リウマチについて

現在、日本全国でリウマチに悩む患者さんは100万人ともいわれ、その数は社会の高齢化にともない、年々増加している傾向にあります。この関節リウマチとは、関節に起こる炎症によるつらい痛みや腫れ・変形が特徴です。そして、これらの関節の痛み・腫れを伴う病気を総称して、リウマチ症疾患といいます。

そして、リウマチ症疾患の中でも特に多いのが慢性関節リウマチです。慢性関節リウマチとは、関節の痛みや腫れ・炎症が全身に広がる病気で、この症状が長く続くと関節の変形・破壊が進み、最終的には身体障害にまで進行してしまいます。このようなリウマチは、30~50歳くらいの人が発病しやすく、また、女性に多いようです。とくに最近では、リウマチの患者も増えてきており「若年性リウマチ」という言葉まで出てくるほどとなってきました。

これらのリウマチの原因については、現在でも詳しい事は分かっておりません。遺伝が原因であったり、細菌などの感染やストレス・周囲の環境からの悪影響などが複合的に作用して免疫に異常が発生し、リウマチが発病すると考えられています。また、微熱やだるさ、食欲不振などの全身の症状に悩まされることもあり、このような炎症が慢性化してくると、関節の骨や軟骨が破壊され、関節が変形してしまい日常生活に支障をきたす場合もあります。


リウマチは、女性に多い

リウマチ患者の男女割合としては、1対4と圧倒的に女性に多く、発症年齢は30~50代、とくに40代がもっとも多いと言われています。

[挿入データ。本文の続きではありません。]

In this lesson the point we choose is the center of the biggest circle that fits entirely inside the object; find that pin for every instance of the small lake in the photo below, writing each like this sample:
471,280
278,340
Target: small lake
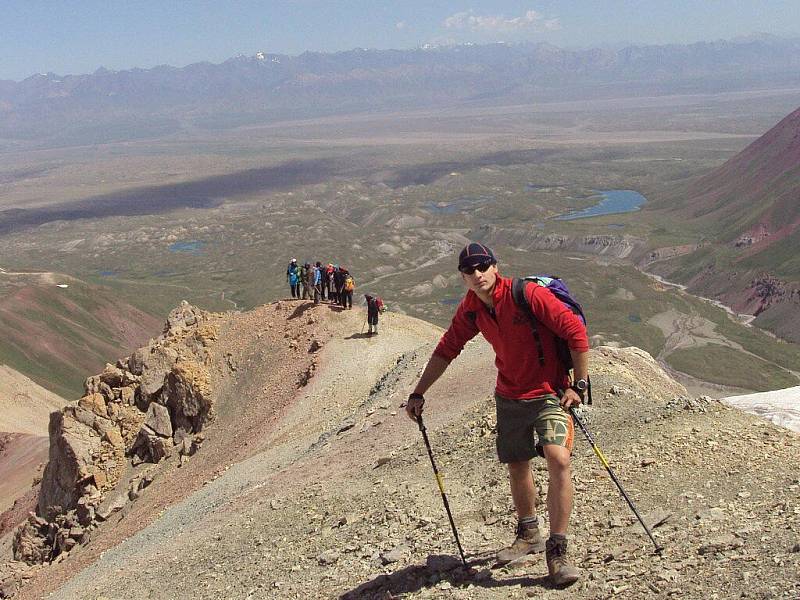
189,247
612,202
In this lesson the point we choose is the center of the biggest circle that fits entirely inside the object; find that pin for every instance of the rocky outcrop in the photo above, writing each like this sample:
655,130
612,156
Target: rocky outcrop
143,409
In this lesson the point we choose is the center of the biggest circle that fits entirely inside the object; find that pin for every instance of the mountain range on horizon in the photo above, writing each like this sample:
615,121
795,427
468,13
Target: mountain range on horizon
263,87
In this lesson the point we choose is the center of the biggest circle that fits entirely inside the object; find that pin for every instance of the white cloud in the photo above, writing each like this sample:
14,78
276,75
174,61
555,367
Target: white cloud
531,20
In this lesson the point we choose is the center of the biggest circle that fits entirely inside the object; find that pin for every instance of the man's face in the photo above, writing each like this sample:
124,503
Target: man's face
480,281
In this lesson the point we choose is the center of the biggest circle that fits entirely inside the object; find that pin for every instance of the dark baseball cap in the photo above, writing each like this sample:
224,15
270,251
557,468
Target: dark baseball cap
475,254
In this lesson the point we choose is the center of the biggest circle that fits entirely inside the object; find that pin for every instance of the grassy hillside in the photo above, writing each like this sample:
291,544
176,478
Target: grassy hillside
58,336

リウマチが女性に多い理由としては、妊娠・出産、そして、女性ホルモンが関係していると考えられています。女性が妊娠した場合では、妊娠中は「副腎皮質ホルモン」が増加して自己免疫の働きが抑制されますが、出産後には、この免疫の抑制が無くなり、その反動で一時的に自己免疫の働きが高まり「自己免疫疾患」が起こりやすくなると考えられています。


リウマチの痛みについて

慢性関節リウマチの特徴は痛みと腫れにありますが、この痛みと腫れは、免疫機能の異状によって引き起こされます。通常、体内にウイルスや細菌が進入してきても、白血球などの免疫細胞が敵を攻撃し撃退していくので健康な状態が維持されます。しかし、リウマチの場合ですと、この免疫システムに異状が起こっており、自分の体の組織(関節など)を敵とみなして攻撃してしまうのです。そうすると、免疫細胞に攻撃されている部分では炎症が起こり、痛みを引き起こしてしまいます。

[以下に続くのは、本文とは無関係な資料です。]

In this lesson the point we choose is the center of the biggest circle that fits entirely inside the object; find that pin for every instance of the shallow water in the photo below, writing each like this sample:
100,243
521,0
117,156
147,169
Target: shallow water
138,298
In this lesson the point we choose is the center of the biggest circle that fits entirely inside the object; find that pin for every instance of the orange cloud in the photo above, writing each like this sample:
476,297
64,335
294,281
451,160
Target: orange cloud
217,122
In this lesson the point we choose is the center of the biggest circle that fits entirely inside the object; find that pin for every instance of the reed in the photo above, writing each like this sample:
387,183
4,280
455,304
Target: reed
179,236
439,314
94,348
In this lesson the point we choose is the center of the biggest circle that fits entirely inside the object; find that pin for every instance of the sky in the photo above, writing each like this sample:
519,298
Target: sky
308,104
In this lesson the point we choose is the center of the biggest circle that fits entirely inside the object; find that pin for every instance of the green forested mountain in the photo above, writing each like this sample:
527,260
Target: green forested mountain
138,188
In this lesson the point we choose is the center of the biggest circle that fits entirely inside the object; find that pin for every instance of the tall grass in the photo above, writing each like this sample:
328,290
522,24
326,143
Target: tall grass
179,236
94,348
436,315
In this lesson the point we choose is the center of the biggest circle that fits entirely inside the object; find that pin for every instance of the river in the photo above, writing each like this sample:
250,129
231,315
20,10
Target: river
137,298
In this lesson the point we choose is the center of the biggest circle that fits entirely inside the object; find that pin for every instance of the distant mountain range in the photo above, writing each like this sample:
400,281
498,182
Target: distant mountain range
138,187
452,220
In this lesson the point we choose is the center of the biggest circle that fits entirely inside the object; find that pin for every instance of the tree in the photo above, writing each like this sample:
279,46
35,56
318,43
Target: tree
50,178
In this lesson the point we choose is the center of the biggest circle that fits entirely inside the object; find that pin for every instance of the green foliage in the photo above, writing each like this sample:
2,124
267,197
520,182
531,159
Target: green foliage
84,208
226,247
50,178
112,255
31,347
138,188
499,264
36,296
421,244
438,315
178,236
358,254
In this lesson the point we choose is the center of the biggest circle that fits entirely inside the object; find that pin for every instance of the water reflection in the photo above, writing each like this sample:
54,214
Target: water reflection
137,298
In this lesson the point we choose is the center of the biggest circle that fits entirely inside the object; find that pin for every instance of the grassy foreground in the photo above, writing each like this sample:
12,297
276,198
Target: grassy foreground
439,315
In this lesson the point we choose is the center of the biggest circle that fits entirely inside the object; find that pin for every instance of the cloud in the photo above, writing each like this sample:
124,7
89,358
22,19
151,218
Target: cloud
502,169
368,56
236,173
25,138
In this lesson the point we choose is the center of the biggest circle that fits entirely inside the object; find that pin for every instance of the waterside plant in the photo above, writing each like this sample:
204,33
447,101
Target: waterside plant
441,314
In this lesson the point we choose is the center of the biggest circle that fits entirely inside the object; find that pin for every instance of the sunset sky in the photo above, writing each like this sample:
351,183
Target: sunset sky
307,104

さらに炎症が進んでしまい、その関節の炎症が長期に及んでしまうと、滑膜 (関節には滑膜というものがあり、関節の滑らかな動きを助ける役割があります) という部分では、血管や細胞が増えていき滑膜自体が大きくなり、関節の腫れや 「こわばり」 を引き起こしてしまいます。さらに悪化が進むと、骨の軟骨やじん帯、さらに骨そのものまでも破壊してしまいます。